All rabbits love and need toys to keep them entertained but you don't have to spend a fortune. Home made toys are a good way to go. Cardboard tubes and boxes are favorites of bunnies. Just make sure to use cardboard without ink on it. Plastic baby toys, cat toys (only plastic ones and no catnip!), or toys meant for small pets are all good. Plastic toys last a long time for a rabbit and are easy to clean. Don't go crazy buying wood toys or hay toys. By a few once in a while. They get destroyed easily. Just make sure your rabbit always has some kind of chew toy. You can even use a piece of untreated wood if you want to really save money.

Don't waste your money on cage cleaners found in pet stores. A vinegar and water solution works better and is much cheaper. You can use the vinegar solution to clean the litter box and the cage. Just make sure to rinse it off very well, because some rabbits dislike the smell. For food and water dishes, a very small amount of dish soap and hot water are a good way to clean them. Just make sure to thoroughly rinse.

Rabbits all like a comfy place to sleep, but they don't require a fancy bed or anything. Most rabbits are very happy with some towels. You can find large bath towels for around five dollars instead of a bed which would cost around 15 dollars +. Rabbits love towels because they can play with them and arrange them however they want. And you will be happy because they are easy to clean, just throw the towels in the washing machine.

When buying food and water dishes don't be fooled. Yes, plastic ones can be very, very, very cheap. They can cost as little as a dollar. But, they might end up costing more in the long run. The cheap plastic dishes are not very durable. A heavy duty ceramic bowl is a better long lasting option that only costs a few dollars more.

For grooming supplies a brush and nail clippers are needed but don't invest in shampoo unless your rabbit actually needs it. Most rabbits are very clean animals and my never even need a bath.

For hay look for a good quality hay, but you can try to get the cheapest you can find, as long as the quality is still good. A good brand is Kaytee. It is on the cheaper side, yet the quality is pretty good, and I find that most hay-eating critters really love it. Be careful of the extremely inexepensive brands such as Great Choice and brands that advertise easy to use miniature bales separated into portions. Those brand's hay is horrible quality and most rabbits won't eat it so don't waste your money on it.

You can find many good quality pellets for fairly inexpensive, but make sure not to go for the super cheap stuff filled with seeds and other stuff. That is not healthy for your rabbit. Also make sure that Timothy Hay is the first ingredient.
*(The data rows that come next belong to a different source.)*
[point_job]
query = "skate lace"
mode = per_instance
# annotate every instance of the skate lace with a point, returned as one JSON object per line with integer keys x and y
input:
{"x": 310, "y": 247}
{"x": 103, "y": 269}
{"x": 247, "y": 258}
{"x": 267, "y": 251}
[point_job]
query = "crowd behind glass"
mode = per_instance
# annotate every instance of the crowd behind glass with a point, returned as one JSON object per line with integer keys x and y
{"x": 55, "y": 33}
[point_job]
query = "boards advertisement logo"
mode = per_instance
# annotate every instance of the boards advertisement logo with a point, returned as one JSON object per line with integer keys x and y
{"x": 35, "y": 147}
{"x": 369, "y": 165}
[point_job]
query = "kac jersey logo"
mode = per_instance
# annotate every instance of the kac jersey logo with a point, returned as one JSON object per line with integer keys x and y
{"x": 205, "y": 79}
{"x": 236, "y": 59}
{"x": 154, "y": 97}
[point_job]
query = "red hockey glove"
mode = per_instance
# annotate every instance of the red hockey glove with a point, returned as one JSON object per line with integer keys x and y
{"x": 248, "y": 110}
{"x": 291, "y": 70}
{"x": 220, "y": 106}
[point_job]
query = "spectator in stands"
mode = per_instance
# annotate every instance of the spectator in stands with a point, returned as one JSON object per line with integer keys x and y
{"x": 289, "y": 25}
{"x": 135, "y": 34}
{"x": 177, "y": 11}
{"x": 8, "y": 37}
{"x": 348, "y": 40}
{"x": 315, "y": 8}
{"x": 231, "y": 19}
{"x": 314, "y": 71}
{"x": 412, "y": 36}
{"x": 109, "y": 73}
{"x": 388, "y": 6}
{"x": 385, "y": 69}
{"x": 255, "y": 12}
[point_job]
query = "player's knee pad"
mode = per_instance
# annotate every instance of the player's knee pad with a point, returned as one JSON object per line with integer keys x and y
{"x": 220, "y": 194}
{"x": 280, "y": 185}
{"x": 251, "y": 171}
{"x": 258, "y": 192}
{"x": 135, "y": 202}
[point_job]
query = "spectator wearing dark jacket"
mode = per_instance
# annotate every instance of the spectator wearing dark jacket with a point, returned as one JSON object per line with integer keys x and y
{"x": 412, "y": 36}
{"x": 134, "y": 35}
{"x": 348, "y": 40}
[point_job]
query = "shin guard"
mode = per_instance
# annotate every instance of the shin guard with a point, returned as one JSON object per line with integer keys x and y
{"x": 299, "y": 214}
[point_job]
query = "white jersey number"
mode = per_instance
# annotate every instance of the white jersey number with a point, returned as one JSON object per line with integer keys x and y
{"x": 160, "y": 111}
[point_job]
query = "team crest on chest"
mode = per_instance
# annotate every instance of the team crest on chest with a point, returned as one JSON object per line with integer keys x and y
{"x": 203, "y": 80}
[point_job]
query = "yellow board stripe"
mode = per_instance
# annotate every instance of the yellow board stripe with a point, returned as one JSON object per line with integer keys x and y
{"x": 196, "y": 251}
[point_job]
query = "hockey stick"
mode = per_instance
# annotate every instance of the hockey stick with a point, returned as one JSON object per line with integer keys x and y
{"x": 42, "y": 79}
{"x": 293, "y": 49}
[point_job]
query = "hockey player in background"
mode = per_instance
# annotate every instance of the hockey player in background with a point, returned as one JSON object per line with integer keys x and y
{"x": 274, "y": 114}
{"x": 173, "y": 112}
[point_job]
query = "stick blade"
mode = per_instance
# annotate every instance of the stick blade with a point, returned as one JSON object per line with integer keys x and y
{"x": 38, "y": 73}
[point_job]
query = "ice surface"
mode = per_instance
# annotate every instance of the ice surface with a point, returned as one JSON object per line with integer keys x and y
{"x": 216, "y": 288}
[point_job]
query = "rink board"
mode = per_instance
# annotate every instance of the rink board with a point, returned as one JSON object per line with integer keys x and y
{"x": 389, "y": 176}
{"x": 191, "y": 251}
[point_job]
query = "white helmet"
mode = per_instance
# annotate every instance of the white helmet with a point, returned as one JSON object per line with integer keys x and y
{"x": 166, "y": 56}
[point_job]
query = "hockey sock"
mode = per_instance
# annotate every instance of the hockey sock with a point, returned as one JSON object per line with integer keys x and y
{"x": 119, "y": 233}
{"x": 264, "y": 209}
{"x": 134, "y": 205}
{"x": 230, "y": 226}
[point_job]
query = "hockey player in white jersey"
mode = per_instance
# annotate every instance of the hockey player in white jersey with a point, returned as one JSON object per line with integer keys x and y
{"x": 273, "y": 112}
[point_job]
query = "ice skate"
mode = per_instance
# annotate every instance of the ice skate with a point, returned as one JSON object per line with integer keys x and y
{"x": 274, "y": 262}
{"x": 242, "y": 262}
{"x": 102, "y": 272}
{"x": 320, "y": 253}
To save on veggies you can try growing your own. You can use something such as romaine lettuce as the main part of your rabbit's daily salad. And then you can add more expensive veggies such as parsley, cucuumbers etc in smaller amounts. Celery too.

When you are in the pet store shopping for your rabbit you might see vitamins for them. Don't buy them. They are fairly expensive and they are completely unnecessary. If your rabbit gets hay, a good quality pellet food, and a variety of veggies he will  not need any extra vitamins.


  1. You've done a few other things that have saved money with your pets! You have signed up for coupons on a few of the websites for the animal products we use such as for dog food and bunny litter. We've gotten coupons for anywhere from $1 to $5 off some of our favorite products.

    Another thing you do regularly to save money is to watch for sales and then wait to purchase items when the price is good. Obviously this wouldn't work if your animal is out of food today but planning ahead, keeping an eye on prices, and being patient can certainly save a few dollars here and there!

    Great post!
    Love and hugs,

  2. It's great that you've found so many ways to save money without compromising quality! Your animals are healthy and happy and you're not going broke. That's a wonderful skill that you can apply to anything else in your life. Good job, Emily!